A better alternative would be to bring in smaller foreign firm with a better record of social and environmental responsibility, more willing to accommodate the interests of our nation and other vulnerable groups into their strategic framework.  We have already discussed briefly two examples of such firms which may be willing to negotiate on these lines. Let these foreign firms compete or partner with other Indian corporate retailers on a level playing field.  The government should appeal to the social responsibility of these corporate retailers and encourage them to arrive at an innovative solution to minimize the adverse impact on employment and other vulnerable groups.  For the non-corporate and unorganized retailers the government should provide sufficient financial and technical support to modernize their business and make it more efficient, productive, quality-conscious and cost-effective.  Another form of government intervention could be to sponsor and reward innovative academic research, which can lead to a creative resolution of the problem.  This will bring all the benefits of foreign and corporate retail–like greater efficient, quality, environmental standards–into the industry and minimize the adverse impact of the “Wal-mart effect.”
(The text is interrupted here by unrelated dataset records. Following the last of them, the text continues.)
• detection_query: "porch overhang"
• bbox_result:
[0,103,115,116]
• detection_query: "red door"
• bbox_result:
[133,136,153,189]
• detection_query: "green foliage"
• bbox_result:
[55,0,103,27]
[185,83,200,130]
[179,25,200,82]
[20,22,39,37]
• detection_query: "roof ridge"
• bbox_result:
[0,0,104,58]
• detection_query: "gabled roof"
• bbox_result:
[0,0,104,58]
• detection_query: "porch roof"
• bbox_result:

But the corporate player is only one aspect of retail industry.  The other equally important stakeholder in retail is the farming sector.  In this domain, the Indian government should vigorously promote organic farming.   Most of the recent research in organic farming shows this natural method of farming is not only more ecological and healthy but also more profitable in the long run than the present approach based on fertilizers and pesticides.  This unnatural and artificial method of agriculture is at present the dominant paradigm in agricultural because of two main factors: first, most of the farmers may not be fully aware of the benefits of organic farming; second lack of support from the government’s agricultural department.  The Government of India must address these two hurdles and promote organic farming on a larger scale.

References:

1.    From the Editor, Harvard Business Review, November 2011.
2.    Rosabeth Mass Kanther, ‘How Great companies Think Differently, Harvard Business Review,  November, 2011
3.    C.K. Prahalad, Ram Nidumulu and M.R. Rangaswami, ‘Why Sustainability is Now the Key Driver of Innovation,’ Harvard Business Review, September 2009.
4.    Michael E. Porter and Mark R. Kramer, ‘Strategy and Society: The Link Between Competitive Advantage and Corporate Social Responsibility,’ Harvard Business Review, 1st Dec 2006.
5.    Alison Beard and Richard Hornik, ‘Its Hard to be Good’, Harvard Business Review, Nov 2011.